In discussing our adjustment Kim and Schoen state (p. 7): “The initial question that must be asked is how the Bongaarts-Feeney measure can capture aspects of completed cohort fertility behavior from the experience of a single period. After all, mathematical demography does not enable analysts to predict the future.”
Our adjustment procedure does not attempt to estimate completed cohort fertility behavior for actual cohorts. The question is mis-put.
Further in the same discussion Kim and Schoen state that we make three assumptions (pp. 7-8 of their note): “First, the shape of the age schedule of fertility is assumed to be fixed over time; however, the level may rise or fall, and the schedule itself might shift up or down the age range.
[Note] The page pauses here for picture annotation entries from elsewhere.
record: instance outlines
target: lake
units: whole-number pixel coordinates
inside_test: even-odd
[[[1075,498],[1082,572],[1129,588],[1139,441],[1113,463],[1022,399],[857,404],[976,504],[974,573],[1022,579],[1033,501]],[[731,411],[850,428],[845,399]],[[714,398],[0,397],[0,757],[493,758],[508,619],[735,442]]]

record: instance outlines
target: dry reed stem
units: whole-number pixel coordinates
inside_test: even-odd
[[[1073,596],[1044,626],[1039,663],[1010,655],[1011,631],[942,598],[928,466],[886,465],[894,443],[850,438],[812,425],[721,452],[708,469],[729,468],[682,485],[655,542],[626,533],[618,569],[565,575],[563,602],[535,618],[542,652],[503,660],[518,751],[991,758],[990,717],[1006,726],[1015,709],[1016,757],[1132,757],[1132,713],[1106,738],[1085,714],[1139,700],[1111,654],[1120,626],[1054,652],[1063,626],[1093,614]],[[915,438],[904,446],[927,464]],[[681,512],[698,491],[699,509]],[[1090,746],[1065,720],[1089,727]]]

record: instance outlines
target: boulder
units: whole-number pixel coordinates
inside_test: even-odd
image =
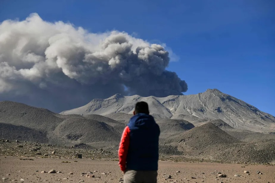
[[[91,174],[87,174],[85,176],[88,178],[93,178],[95,177],[95,175]]]
[[[56,173],[56,171],[54,169],[51,170],[48,172],[48,173]]]
[[[75,158],[82,158],[82,154],[79,153],[76,153],[75,154]]]
[[[163,177],[165,179],[171,179],[171,176],[170,175],[167,175],[164,176]]]

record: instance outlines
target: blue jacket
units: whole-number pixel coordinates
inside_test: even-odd
[[[139,113],[131,118],[127,126],[130,131],[130,142],[126,168],[157,170],[160,130],[154,118]]]

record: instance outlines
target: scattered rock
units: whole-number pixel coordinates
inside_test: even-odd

This is not [an] unreasonable simplifying assumption. Second, the pattern of change is assumed to shift up (or down) by a fixed number of years. Third, this pattern is assumed to be in place for a sufficient number of years so that all of the period fertility rates in the year being examined are generated by cohorts following that pattern of linearly shifting fertility.” Our paper makes only the first assumption. Scenario 2 in the Appendix to our paper considers the case in which age age childbearing rises linearly over an extended period, but the first sentence of the following Scenario 3 states explicitly that “We do not expect ever to observe Scenario 2. It is rather a conceptual stepping stone to a more general result.” Our results, given Scenarios 3 and 4 of the Appendix, assume only piecewise linearity, i.e., that the rate of postponement or advancing of births is constant within any given year but may change from one year to the next. This is of course a far weaker assumption.
Kim and Schoen state that (p. 8) “A crucial test for the applicability of the Bongaarts-Feeney measure to actual populations is whether their measure is robust to violations of the second and third assumptions.”
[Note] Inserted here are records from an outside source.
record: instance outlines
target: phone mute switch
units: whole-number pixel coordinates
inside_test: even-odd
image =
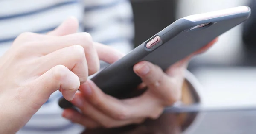
[[[146,45],[148,48],[151,48],[157,44],[158,43],[161,41],[161,39],[159,36],[154,37],[154,39],[149,41]]]

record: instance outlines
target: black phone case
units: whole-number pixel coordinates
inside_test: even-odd
[[[178,20],[109,65],[91,80],[104,92],[118,98],[138,95],[142,92],[137,92],[134,89],[142,81],[133,71],[135,64],[147,61],[157,65],[164,71],[243,22],[250,15],[250,12],[248,12],[196,22],[184,18]],[[189,30],[198,25],[208,23],[210,23],[205,27]],[[147,43],[157,36],[161,41],[151,49],[147,48],[145,47]],[[63,108],[70,106],[64,98],[61,99],[59,104]]]

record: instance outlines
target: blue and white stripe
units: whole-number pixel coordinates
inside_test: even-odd
[[[0,56],[24,32],[48,32],[70,16],[77,18],[80,31],[125,53],[133,48],[134,26],[128,0],[0,0]],[[51,96],[17,134],[76,134],[84,128],[61,117],[58,92]]]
As already indicated, we do not make the assumptions they claim we make, so there is, in this respect, nothing to test.
Because of these misunderstandings, Kim and Schoen's model calculations have no bearing on the validity or invalidity of our proposed adjustment procedure. What our paper shows is that, subject to certain assumptions, it is possible to infer (i) the TFR that would have been observed in a population during a given year from (ii) observed levels of the birth order components of the TFR and (iii) changes in mean age at childbearing for births of each order. This is at heart a proposition in mathematics, which we claim to have demonstrated, and which Kim and Schoen do not claim to refute. If the proposition is in fact true and our demonstration valid, as we believe, model calculations of the type they present are superfluous.
We welcome critical scrutiny of our work, for we believe it is only a beginning. Unfortunately, Kim and Schoen have misunderstood our paper and their criticism is therefore not constructive.
Bongaarts, John, and Griffith Feeney. 1998. On the quantum and tempo of fertility. Population and Development Review 24(2):271-291.
Kim, Young J., and Robert Schoen. No date. Changes in timing and the measurement of fertility. Typescript, Department of Population and Family Health Services, Johns Hopkins University, Baltimore MD 21205.